Comparative Study of Indicators of Chaos in the Closed and Open Dicke Model

TL;DR

This study compares static and dynamic chaos indicators in the closed and open Dicke models, revealing the nuanced behavior of chaos signatures and the robustness of the dissipative spectral form factor.

Contribution

It provides a systematic comparison of chaos indicators in both models, highlighting the importance of large spin sizes and the robustness of the dissipative spectral form factor as a diagnostic.

Findings

Spectral form factor deviates from Poissonian predictions in the regular region unless large spin sizes are used.

Dissipative spectral form factor shows quadratic dip-ramp-plateau behavior consistent with GinUE in the superradiant regime.

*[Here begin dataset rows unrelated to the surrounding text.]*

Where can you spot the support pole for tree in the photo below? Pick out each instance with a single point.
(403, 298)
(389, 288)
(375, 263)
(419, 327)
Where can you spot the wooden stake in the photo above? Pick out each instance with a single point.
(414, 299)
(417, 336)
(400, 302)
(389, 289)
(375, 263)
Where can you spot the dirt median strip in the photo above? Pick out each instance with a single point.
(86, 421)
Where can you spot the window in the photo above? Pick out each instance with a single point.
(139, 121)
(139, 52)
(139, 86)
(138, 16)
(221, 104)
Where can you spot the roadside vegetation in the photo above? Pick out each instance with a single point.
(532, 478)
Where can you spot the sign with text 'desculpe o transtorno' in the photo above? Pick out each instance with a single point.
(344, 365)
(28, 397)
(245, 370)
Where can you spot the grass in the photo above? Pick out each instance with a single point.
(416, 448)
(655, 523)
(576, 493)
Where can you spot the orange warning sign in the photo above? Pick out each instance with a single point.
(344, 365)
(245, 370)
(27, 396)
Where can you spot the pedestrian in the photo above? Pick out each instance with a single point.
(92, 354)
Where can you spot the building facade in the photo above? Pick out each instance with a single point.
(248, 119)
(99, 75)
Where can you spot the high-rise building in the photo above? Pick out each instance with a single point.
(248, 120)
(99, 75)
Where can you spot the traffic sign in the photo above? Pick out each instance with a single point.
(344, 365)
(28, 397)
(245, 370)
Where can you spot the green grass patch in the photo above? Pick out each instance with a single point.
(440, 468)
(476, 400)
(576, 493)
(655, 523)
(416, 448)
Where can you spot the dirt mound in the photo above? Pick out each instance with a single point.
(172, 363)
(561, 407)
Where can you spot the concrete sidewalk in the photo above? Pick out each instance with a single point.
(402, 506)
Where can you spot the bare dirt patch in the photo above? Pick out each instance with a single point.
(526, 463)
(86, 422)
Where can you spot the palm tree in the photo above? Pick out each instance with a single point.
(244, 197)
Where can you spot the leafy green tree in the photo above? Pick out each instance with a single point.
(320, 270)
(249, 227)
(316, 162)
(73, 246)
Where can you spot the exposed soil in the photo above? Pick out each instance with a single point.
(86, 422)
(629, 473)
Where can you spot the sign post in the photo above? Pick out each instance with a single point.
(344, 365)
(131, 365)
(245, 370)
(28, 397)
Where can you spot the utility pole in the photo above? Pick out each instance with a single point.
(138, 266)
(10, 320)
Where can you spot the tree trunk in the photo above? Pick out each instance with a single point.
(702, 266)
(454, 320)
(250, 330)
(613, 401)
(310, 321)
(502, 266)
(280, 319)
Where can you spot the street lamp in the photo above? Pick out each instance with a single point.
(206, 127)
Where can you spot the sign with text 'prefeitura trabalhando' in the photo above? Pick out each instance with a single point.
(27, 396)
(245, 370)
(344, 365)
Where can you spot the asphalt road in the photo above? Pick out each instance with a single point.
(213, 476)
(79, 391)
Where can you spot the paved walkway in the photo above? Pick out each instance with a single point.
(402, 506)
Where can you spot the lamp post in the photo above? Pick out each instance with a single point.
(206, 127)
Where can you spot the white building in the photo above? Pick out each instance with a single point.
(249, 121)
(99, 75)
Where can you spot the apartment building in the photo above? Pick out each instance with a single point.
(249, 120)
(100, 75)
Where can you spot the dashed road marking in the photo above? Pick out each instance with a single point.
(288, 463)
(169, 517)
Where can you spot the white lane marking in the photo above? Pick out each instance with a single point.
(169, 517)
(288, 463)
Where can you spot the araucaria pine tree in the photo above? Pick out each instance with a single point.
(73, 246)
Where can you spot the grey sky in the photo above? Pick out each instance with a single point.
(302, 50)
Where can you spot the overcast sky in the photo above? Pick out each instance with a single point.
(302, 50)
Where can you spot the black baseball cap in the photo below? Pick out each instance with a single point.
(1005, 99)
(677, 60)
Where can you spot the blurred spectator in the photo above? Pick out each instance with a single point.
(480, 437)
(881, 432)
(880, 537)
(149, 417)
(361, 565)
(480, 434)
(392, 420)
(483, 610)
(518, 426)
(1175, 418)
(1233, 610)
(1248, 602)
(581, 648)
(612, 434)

Liouvillian eigenvalue statistics change from 2-D Poissonian to GinUE at the superradiant quantum phase transition.

Abstract

The Dicke model, renowned for its superradiant quantum phase transition, also exhibits a transition from regular to chaotic dynamics. In this work, we provide a systematic, comparative study of static and dynamical indicators of chaos for the closed and open Dicke model. In the closed Dicke model, we find that indicators of chaos sensitive to long-range correlations in the energy spectrum, such as the spectral form factor (SFF), can deviate from the Poissonian predictions and show a dip-ramp-plateau feature even in the regular region of the Dicke model unless very large values of the spin size are chosen. Thus, care is needed in using such indicators of chaos in general. In the open Dicke model with cavity damping, we find that the dissipative spectral form factor emerges as a robust diagnostic displaying a quadratic dip-ramp-plateau behavior in agreement with the Ginibre Unitary Ensemble (GinUE) in the superradiant regime. Moreover, by examining the spectral properties of the Liouvillian, we provide indirect evidence for the concurrence of the dissipative superradiant quantum phase transition and the change in Liouvillian eigenvalue statistics from 2-D Poissonian to GinUE behavior.